Strengths And Weaknesses of Large Language Models (Long Version)

David Speakman
15 min readSep 5, 2024

--

Image made with CoPilot

Short Version Of This Article

Most of this article was created by ChatGPT in response to multiple complex prompts. Words in italics are comments by me.

Introduction

Large Language Models (LLMs) like ChatGPT, Claude, and Gemini represent a significant leap in artificial intelligence, offering incredible capabilities but also carrying notable limitations. This essay explores the strengths and weaknesses of these AI models, providing real-world examples to illustrate their impact and utility. While these AI tools might have you thinking about clearing out some library shelves they still come with their quirks that might just make you chuckle or cringe.

I am thinking of simplifying my personal library, but not because of LLMs, but because I just have too many books that I am unlikely to read in my lifetime in my collection.

Part I: AI Strengths

1. Sharing Information

One of the most remarkable strengths of LLM AIs is their ability to share vast amounts of information across a wide variety of topics. These models can generate text on demand, provide explanations, and answer questions within seconds, making them invaluable resources for quick knowledge retrieval. Just imagine how much bookshelf space you’d save if these AIs replaced your entire library. No more dusting off those rarely read tomes!

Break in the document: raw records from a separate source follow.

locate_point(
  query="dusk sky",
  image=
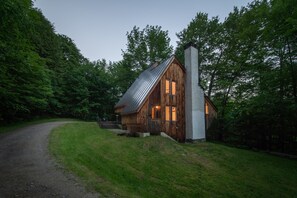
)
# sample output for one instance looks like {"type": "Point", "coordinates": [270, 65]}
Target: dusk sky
{"type": "Point", "coordinates": [98, 27]}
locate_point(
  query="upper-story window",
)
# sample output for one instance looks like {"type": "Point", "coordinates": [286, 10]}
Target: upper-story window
{"type": "Point", "coordinates": [170, 87]}
{"type": "Point", "coordinates": [167, 88]}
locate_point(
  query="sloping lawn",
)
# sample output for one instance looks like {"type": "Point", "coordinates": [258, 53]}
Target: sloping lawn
{"type": "Point", "coordinates": [119, 166]}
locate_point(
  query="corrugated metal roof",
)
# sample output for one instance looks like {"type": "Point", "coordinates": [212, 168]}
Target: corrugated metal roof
{"type": "Point", "coordinates": [137, 93]}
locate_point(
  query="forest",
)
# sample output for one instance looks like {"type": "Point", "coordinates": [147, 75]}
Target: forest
{"type": "Point", "coordinates": [247, 62]}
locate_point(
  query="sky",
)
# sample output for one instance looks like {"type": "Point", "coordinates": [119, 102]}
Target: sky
{"type": "Point", "coordinates": [99, 27]}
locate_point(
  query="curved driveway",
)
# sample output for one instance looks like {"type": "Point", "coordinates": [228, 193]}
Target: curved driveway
{"type": "Point", "coordinates": [27, 170]}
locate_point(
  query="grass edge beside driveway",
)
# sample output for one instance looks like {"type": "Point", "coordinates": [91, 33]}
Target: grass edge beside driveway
{"type": "Point", "coordinates": [17, 125]}
{"type": "Point", "coordinates": [157, 167]}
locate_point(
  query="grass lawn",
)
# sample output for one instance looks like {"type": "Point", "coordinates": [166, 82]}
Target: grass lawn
{"type": "Point", "coordinates": [119, 166]}
{"type": "Point", "coordinates": [17, 125]}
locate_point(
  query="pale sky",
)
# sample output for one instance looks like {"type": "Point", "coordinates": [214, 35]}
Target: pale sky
{"type": "Point", "coordinates": [99, 27]}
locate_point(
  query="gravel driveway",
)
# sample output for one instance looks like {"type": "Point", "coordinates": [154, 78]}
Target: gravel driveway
{"type": "Point", "coordinates": [27, 169]}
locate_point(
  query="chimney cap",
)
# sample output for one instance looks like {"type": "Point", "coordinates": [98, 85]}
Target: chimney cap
{"type": "Point", "coordinates": [190, 44]}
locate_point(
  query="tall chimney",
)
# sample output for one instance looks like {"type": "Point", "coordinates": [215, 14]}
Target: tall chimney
{"type": "Point", "coordinates": [194, 97]}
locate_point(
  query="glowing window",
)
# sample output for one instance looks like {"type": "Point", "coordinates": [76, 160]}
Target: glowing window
{"type": "Point", "coordinates": [206, 109]}
{"type": "Point", "coordinates": [167, 113]}
{"type": "Point", "coordinates": [167, 86]}
{"type": "Point", "coordinates": [173, 88]}
{"type": "Point", "coordinates": [173, 113]}
{"type": "Point", "coordinates": [156, 112]}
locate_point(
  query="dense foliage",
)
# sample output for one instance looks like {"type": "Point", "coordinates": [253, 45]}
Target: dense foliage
{"type": "Point", "coordinates": [43, 73]}
{"type": "Point", "coordinates": [248, 67]}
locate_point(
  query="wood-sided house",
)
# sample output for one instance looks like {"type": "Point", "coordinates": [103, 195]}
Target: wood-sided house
{"type": "Point", "coordinates": [167, 97]}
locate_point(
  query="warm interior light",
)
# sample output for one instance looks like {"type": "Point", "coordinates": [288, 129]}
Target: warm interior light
{"type": "Point", "coordinates": [167, 86]}
{"type": "Point", "coordinates": [173, 88]}
{"type": "Point", "coordinates": [167, 113]}
{"type": "Point", "coordinates": [206, 109]}
{"type": "Point", "coordinates": [173, 113]}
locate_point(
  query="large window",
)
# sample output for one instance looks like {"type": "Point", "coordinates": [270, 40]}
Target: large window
{"type": "Point", "coordinates": [167, 113]}
{"type": "Point", "coordinates": [170, 113]}
{"type": "Point", "coordinates": [173, 113]}
{"type": "Point", "coordinates": [170, 87]}
{"type": "Point", "coordinates": [167, 88]}
{"type": "Point", "coordinates": [156, 112]}
{"type": "Point", "coordinates": [173, 88]}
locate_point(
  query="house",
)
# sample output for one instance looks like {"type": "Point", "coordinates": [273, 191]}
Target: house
{"type": "Point", "coordinates": [167, 97]}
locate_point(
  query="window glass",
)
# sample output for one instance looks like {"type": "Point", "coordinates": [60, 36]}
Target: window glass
{"type": "Point", "coordinates": [173, 88]}
{"type": "Point", "coordinates": [167, 113]}
{"type": "Point", "coordinates": [206, 108]}
{"type": "Point", "coordinates": [173, 113]}
{"type": "Point", "coordinates": [167, 89]}
{"type": "Point", "coordinates": [156, 112]}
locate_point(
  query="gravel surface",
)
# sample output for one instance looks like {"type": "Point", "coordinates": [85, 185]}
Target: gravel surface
{"type": "Point", "coordinates": [27, 169]}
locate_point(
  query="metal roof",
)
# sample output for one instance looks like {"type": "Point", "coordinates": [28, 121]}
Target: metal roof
{"type": "Point", "coordinates": [135, 96]}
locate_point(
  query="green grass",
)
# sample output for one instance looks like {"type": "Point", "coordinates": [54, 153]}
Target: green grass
{"type": "Point", "coordinates": [119, 166]}
{"type": "Point", "coordinates": [17, 125]}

No, I’m not going to get rid of my entire library. But I am very much less likely to go to the library to do research. I wonder if public library budgets are taking a hit due to the increased use of LLM AIs?

Example 1: When asked about the causes of climate change, ChatGPT can quickly provide a detailed summary, incorporating data and insights from scientific studies, historical records, and current trends. It’s like having your own personal scientist who works for free, minus the lab coat.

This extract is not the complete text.